Mt Baohua Temple Gejiu. Temple on Xiushan Hill Tonghai 2000.  [Photo by Bruce Connolly/chinadaily.com.cn]

The next morning a new chapter started as a bus carried me onwards over a hilly road passing rows of maturing sugar cane. Goats grazed wherever they could. A branch of the narrow railway wound close to the highway before we pulled in to Jianshui. After the modernity of Gejiu it felt initially like a town where time had stood still. Its charm soon emerged. Close to the bus station rose the crimson walls of squat Chaoyang Tower - a gate structure dating from former encircling defensive walls. Originally built by the Hongwu emperor in 1389, it felt a precursor for the grand Ming structures of Beijing. Several times I would climb onto its terrace to view the tiled rooftops and narrow, winding alleys of the older town. Jianshui was one of the earliest developed cities in southern Yunnan, dating back to the Tang Dynasty. It grew as a place of trade, culture, art, pottery and more. Its thriving, bustling alleys reminded me of Lijiang pre-tourism. Beyond lay an increasingly modern city.

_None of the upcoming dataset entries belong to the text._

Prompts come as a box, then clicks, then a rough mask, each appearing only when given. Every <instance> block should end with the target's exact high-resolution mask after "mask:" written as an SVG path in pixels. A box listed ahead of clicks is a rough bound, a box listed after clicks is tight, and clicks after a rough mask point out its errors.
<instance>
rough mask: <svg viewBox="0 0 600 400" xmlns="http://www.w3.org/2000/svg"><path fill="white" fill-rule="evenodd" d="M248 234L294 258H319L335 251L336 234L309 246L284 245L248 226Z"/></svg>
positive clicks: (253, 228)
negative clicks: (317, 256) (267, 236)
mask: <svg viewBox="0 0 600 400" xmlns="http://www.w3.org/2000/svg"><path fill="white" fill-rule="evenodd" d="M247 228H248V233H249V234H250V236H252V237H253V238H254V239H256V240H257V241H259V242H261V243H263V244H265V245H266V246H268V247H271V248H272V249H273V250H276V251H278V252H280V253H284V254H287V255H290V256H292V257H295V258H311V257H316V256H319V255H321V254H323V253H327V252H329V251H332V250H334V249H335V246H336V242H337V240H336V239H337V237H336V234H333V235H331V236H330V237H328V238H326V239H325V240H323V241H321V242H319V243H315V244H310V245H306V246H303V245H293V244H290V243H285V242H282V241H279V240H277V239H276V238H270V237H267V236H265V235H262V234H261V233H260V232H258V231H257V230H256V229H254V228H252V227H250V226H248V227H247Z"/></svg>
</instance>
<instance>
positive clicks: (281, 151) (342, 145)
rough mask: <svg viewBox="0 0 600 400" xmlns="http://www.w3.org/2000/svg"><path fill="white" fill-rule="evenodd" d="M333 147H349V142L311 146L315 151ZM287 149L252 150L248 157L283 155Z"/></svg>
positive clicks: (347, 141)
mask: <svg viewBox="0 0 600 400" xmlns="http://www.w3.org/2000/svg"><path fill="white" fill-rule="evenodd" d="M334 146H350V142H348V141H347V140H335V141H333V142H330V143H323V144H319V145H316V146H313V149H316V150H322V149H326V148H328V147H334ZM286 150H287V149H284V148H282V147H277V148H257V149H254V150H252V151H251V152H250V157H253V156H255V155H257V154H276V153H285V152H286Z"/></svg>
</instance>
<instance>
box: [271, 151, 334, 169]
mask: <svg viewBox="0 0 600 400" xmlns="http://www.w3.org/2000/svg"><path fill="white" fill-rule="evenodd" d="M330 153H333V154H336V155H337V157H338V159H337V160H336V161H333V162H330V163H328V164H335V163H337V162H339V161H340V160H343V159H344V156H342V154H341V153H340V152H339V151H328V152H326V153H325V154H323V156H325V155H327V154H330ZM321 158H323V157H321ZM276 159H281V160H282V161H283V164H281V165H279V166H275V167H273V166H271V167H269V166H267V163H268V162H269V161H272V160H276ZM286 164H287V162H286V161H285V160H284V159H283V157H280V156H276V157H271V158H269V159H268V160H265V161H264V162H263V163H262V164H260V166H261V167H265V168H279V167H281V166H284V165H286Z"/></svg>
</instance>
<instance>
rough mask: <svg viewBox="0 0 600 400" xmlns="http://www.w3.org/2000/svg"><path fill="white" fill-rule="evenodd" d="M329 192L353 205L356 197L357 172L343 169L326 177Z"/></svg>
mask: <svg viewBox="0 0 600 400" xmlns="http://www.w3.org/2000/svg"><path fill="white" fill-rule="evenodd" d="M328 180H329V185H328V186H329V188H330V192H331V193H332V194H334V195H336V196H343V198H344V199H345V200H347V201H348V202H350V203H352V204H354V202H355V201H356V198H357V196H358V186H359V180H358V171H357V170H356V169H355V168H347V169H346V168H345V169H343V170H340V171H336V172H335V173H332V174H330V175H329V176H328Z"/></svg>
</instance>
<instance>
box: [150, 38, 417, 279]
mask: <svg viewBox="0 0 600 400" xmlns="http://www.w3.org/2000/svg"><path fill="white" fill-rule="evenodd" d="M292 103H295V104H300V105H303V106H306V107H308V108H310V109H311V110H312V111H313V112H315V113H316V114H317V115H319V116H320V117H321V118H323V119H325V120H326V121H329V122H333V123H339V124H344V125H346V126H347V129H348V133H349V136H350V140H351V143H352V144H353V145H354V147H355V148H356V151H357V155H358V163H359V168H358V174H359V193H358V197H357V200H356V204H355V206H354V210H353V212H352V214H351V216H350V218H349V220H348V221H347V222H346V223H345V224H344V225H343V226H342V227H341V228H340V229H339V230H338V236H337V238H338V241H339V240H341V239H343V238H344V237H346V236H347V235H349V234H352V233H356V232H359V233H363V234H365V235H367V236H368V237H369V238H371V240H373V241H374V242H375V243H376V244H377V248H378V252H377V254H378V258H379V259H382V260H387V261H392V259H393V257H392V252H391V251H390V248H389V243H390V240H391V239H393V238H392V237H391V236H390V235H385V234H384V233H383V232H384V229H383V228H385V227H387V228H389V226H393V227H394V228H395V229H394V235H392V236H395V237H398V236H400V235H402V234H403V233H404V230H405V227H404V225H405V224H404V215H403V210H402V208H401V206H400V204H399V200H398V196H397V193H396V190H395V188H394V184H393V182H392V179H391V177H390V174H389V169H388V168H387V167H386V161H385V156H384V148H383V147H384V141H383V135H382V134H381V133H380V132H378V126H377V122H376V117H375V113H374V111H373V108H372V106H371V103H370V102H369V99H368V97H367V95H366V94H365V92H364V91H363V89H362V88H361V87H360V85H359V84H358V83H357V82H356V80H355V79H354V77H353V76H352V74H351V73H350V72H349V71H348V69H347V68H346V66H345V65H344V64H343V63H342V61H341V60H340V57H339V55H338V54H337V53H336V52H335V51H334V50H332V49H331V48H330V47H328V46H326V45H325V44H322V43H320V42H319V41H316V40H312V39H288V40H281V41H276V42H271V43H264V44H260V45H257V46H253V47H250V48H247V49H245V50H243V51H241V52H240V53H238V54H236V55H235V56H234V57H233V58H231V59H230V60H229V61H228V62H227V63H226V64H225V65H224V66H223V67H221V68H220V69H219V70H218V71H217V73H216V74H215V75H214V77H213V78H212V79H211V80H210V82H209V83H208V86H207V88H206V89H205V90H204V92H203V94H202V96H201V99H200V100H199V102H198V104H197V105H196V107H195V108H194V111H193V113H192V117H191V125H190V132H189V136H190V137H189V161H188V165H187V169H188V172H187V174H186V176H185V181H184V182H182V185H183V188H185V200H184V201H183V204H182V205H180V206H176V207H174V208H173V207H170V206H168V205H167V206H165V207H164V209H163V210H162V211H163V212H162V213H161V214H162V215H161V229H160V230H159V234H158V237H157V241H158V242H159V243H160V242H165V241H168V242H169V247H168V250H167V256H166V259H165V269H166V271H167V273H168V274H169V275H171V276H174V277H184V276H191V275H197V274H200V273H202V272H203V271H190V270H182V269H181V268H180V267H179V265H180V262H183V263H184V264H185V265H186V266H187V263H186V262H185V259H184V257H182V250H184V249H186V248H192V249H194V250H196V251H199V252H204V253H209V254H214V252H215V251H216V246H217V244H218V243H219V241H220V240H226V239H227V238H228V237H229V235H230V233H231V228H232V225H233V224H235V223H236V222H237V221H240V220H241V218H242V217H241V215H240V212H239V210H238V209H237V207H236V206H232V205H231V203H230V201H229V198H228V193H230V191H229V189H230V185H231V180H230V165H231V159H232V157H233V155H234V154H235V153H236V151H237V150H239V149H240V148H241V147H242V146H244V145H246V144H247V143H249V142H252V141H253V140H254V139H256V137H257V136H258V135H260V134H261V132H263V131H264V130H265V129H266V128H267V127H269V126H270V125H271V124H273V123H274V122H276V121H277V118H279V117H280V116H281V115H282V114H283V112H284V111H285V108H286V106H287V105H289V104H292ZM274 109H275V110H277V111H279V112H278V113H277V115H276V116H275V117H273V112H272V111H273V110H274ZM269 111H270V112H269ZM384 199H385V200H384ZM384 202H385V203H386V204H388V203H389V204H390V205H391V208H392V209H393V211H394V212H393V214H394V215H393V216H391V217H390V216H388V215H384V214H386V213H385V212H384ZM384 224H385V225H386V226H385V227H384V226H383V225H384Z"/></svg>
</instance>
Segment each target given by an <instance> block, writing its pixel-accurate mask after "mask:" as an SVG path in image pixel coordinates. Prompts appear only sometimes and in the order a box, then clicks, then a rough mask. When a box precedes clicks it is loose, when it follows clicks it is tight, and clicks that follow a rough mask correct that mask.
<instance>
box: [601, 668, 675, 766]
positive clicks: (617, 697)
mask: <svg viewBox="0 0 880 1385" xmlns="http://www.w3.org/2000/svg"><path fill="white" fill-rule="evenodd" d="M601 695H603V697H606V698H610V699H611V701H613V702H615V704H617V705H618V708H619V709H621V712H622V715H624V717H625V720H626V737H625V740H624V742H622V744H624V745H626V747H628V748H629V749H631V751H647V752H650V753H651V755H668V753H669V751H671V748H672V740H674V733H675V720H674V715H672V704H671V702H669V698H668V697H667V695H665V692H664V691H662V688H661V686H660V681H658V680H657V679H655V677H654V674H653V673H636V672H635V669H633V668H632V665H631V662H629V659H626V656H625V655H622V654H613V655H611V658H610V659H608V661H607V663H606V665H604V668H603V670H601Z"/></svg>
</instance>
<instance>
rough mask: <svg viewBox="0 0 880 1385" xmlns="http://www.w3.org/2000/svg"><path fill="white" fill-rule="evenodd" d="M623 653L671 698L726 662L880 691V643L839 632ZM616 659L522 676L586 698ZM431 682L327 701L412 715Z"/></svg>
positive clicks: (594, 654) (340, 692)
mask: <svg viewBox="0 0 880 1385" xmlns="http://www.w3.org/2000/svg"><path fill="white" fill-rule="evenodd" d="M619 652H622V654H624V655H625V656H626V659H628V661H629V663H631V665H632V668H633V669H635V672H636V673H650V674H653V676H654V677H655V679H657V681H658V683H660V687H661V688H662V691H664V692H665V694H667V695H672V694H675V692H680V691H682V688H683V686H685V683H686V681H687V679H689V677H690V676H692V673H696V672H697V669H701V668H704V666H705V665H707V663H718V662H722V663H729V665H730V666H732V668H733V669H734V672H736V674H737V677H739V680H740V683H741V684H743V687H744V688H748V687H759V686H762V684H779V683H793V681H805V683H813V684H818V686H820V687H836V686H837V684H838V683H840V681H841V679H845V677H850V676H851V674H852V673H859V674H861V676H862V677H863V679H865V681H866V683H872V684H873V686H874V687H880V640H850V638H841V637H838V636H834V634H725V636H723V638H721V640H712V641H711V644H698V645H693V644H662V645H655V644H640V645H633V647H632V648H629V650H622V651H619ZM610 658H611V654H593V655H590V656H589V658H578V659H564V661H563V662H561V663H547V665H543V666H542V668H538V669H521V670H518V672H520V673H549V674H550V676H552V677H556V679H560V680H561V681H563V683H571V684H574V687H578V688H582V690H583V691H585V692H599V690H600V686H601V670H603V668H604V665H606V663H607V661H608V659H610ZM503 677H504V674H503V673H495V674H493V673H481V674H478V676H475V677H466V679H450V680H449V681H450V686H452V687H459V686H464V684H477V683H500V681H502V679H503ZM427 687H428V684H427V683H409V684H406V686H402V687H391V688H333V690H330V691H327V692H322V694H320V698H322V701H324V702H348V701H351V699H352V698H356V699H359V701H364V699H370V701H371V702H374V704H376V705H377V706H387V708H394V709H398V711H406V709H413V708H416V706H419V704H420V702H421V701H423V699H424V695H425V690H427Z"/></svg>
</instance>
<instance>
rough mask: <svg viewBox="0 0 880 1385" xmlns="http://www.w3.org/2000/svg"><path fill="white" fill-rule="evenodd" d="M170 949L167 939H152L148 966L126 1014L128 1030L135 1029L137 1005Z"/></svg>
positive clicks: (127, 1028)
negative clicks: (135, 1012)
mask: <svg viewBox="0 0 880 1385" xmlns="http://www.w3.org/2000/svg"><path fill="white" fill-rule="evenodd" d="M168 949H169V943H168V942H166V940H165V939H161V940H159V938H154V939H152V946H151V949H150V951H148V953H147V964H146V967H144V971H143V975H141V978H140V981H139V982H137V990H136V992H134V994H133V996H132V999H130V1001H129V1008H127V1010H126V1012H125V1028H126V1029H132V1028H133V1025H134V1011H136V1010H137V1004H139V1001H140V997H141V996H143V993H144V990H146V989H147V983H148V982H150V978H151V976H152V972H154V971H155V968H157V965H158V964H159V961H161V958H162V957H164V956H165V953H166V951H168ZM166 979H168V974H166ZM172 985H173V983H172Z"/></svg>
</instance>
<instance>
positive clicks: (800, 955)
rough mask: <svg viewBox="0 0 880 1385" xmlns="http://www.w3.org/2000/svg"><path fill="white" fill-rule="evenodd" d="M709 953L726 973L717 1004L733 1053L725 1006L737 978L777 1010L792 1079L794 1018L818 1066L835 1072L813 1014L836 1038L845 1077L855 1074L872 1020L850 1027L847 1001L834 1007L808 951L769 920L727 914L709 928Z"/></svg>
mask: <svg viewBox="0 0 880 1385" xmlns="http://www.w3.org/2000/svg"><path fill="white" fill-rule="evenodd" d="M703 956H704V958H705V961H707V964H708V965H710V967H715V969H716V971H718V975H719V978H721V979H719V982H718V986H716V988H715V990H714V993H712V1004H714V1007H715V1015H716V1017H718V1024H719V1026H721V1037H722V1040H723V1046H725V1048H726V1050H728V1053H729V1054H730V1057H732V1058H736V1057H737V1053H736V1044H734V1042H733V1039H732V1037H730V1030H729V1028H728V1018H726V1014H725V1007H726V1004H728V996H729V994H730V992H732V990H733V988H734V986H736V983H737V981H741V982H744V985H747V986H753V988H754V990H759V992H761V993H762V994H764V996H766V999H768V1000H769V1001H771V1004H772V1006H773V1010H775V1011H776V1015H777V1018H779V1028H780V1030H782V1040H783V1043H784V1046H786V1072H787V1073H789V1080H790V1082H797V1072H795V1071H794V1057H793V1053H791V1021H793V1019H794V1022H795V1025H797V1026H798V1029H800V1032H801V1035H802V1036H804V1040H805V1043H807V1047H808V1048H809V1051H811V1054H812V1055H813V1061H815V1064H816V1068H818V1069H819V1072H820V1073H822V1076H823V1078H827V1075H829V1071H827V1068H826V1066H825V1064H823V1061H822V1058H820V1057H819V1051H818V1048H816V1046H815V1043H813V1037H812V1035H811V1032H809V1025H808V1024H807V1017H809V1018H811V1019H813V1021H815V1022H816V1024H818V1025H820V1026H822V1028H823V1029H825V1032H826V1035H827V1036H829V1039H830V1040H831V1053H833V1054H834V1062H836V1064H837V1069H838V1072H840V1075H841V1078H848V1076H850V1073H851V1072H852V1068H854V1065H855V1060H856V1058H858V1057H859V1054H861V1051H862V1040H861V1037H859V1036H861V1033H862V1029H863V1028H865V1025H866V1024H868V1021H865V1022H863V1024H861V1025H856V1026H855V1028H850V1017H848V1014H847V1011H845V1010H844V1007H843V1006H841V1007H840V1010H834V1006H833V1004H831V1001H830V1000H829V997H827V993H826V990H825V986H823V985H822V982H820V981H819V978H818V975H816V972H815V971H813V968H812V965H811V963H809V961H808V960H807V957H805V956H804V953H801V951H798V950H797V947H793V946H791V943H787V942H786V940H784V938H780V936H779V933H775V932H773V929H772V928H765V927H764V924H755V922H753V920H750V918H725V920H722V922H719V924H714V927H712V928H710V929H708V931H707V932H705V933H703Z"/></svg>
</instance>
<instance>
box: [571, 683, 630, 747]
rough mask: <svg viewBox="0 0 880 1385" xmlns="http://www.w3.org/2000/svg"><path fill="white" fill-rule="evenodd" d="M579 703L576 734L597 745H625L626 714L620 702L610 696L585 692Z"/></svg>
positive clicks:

Days would be spent exploring the alleys where sections specialized, for example, in bamboo scaffolding poles; back baskets; fish traps; circular wooden tobacco pipes; orange colored tobacco; herbal medicines; metal tools and so much more. Every step passing low-rise adobe brick buildings revealed more and more curiosities. Tofu and goat cheese were roasted over charcoal grills. There would be open-fronted shops, some for local doctors, dentists, hair salons, general stores. Street markets attracted large crowds, people frequently wearing ethnic costume. A school was within an ornate single-floor courtyard structure. Children crowded around adjacent food stalls offering spicy fried potato snacks for just 2 jiao (0.2 yuan)! I often frequented an outdoor one-table cafe, to enjoy 2 yuan bowls of spicy noodles in soup. On wider streets, cows, some with red flowers attached to their harnesses, pulled carts passing men carrying goods suspended from shoulder poles. People got around by bicycle or three-wheeled motorcycle taxis. I, as usual, walked everywhere.

Jianshui's Confucius Temple, dating back to 1285, was modeled after Shandong's Qufu Confucius Temple and throughout history also had operated as a school - many small study rooms lined its walls.